L’Inghilterra che arriva al Mondiale deve ancora convivere con quei fantasmi. Nel Paese che si bea di aver inventato il football, l’unica coppa del Mondo vinta resta quella del ’66, strappata alla Germania Ovest ai supplementari con una rete proprio di Hurst, uno dei quattro fenomeni che vestì la maglia del West Ham. Peccato che la palla non attraversò la linea di porta e un guardalinee generoso fece il resto. Tutti lo sanno, oltremanica, e quella vergogna brucia ancora sulla pelle orgogliosa dei sudditi di sua Maestà.
Oggi gli inglesi vogliono il riscatto ma nessuno azzarda previsioni. E sarà meglio non pensare ai ricordi. La squadra dei tre leoni che arriva in Brasile, e che sfiderà l’Italia nell’esordio degli azzurri al mondiale carioca – sabato 14 giugno, a Manaus – è l’emblema della storia british ai Mondiali: un gran bel mix di giovani, tra cui spiccano i due campioncini scuola Liverpool Sterling e Sturridge (21 centri nell’ultima Premier), e vecchi leoni come il capitano dei Reds, l’eterno Steven Gerrard, Frankie Lampard e Wayne Roney. Una squadra forte che però, come spesso capita agli inglesi, corre il rischio di disattendere puntualmente le aspettative.

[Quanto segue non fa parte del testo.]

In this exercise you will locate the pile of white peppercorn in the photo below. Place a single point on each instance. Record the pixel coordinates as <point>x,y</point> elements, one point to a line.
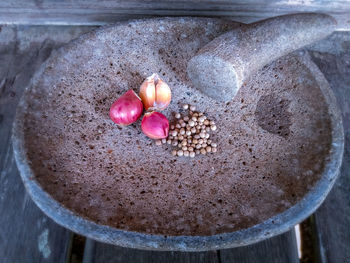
<point>191,134</point>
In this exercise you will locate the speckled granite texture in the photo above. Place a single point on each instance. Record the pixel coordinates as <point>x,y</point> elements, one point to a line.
<point>274,138</point>
<point>220,67</point>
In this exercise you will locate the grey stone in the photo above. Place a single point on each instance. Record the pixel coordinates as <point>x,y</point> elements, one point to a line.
<point>220,67</point>
<point>93,184</point>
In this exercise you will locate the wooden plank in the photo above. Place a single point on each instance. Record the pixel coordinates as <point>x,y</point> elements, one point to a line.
<point>282,248</point>
<point>26,234</point>
<point>333,217</point>
<point>91,12</point>
<point>96,252</point>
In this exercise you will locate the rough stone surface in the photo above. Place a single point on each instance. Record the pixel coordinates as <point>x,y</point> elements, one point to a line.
<point>119,178</point>
<point>220,68</point>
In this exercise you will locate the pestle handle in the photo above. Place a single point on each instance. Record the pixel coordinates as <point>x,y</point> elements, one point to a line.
<point>221,66</point>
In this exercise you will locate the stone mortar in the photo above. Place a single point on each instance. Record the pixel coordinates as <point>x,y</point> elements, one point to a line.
<point>280,143</point>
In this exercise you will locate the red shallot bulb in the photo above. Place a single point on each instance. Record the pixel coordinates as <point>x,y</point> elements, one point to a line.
<point>155,125</point>
<point>127,109</point>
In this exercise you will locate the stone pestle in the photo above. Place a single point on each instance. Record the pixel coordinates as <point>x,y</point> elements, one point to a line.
<point>220,67</point>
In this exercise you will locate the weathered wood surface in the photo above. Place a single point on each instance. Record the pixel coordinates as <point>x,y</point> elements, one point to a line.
<point>278,249</point>
<point>332,219</point>
<point>91,12</point>
<point>26,234</point>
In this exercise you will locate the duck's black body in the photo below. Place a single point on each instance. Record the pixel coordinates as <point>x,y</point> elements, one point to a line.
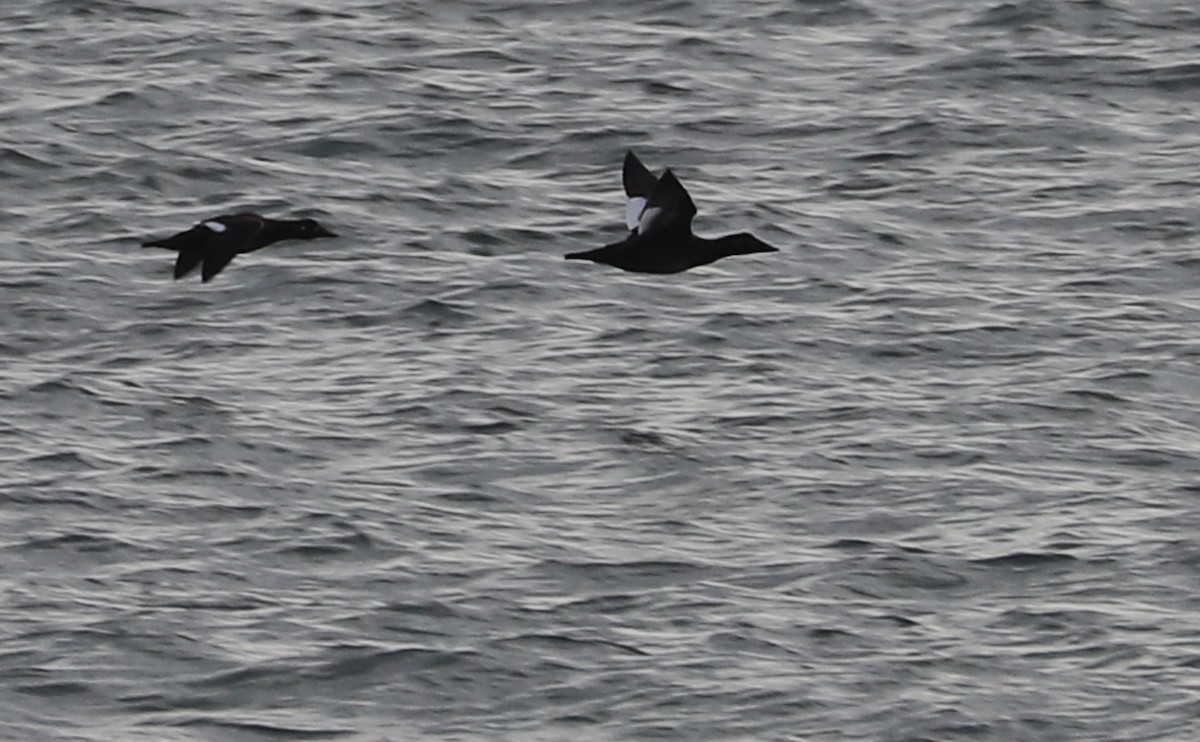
<point>660,238</point>
<point>215,241</point>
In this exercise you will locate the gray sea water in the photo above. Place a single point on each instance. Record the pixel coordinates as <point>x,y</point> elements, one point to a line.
<point>931,472</point>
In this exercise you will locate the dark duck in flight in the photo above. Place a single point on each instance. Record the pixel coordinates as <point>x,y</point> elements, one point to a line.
<point>215,241</point>
<point>660,238</point>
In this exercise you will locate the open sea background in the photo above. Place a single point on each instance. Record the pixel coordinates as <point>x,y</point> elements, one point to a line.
<point>931,472</point>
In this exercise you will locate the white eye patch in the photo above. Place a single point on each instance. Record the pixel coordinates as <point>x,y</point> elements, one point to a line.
<point>634,211</point>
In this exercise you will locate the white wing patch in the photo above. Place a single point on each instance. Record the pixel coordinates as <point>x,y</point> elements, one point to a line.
<point>634,211</point>
<point>648,217</point>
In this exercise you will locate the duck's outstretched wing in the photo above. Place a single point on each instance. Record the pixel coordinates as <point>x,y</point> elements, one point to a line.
<point>669,209</point>
<point>213,243</point>
<point>640,185</point>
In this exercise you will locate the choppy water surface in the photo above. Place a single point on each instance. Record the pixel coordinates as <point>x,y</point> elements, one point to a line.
<point>928,473</point>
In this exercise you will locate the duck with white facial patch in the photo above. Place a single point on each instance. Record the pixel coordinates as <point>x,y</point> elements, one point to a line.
<point>660,239</point>
<point>213,243</point>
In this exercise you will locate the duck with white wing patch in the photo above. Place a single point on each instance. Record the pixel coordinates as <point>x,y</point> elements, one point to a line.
<point>214,243</point>
<point>660,239</point>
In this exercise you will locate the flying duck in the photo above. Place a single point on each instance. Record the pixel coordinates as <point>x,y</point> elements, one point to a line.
<point>215,241</point>
<point>660,238</point>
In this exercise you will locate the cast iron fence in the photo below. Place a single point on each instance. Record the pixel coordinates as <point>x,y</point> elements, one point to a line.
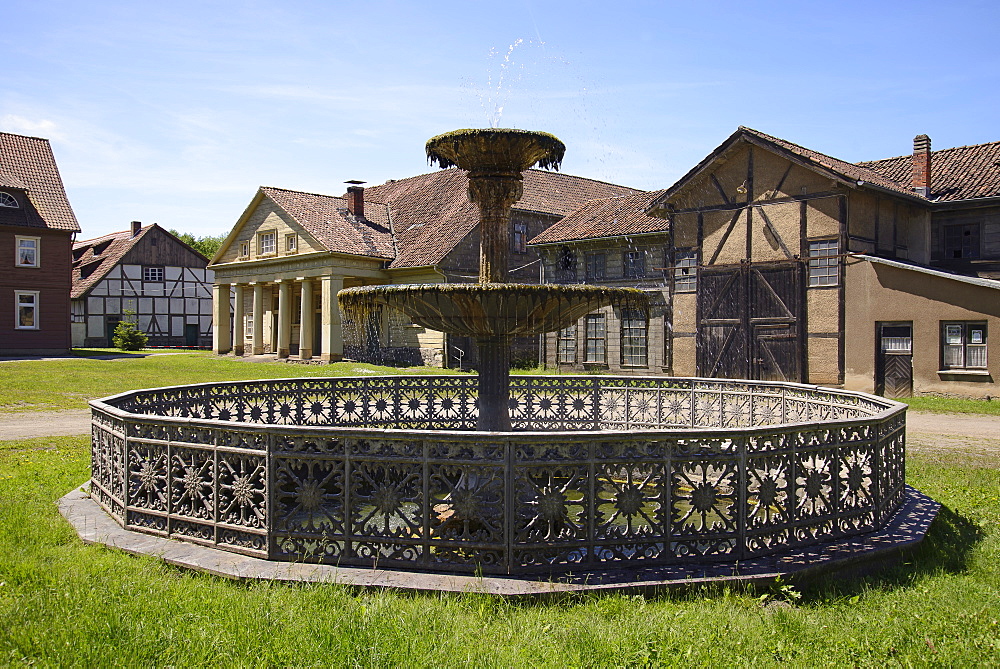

Pirlo raccolse la vittoria con un cucchiaio da prelibatezze, l’errore decisivo fu di Ashley Cole che il buon Roy, questa volta, non ha neppure convocato per i Mondiali. L’Inghilterra, eterna incompiuta, ci riprova. L’avranno pure inventato loro, il football. Ma l’unica coppa vinta la devono ancora a un guardalinee e soprattutto a quei quattro Hammers, scolpiti nel cuore della working class di una Londra abituata a convivere con birra e fantasmi.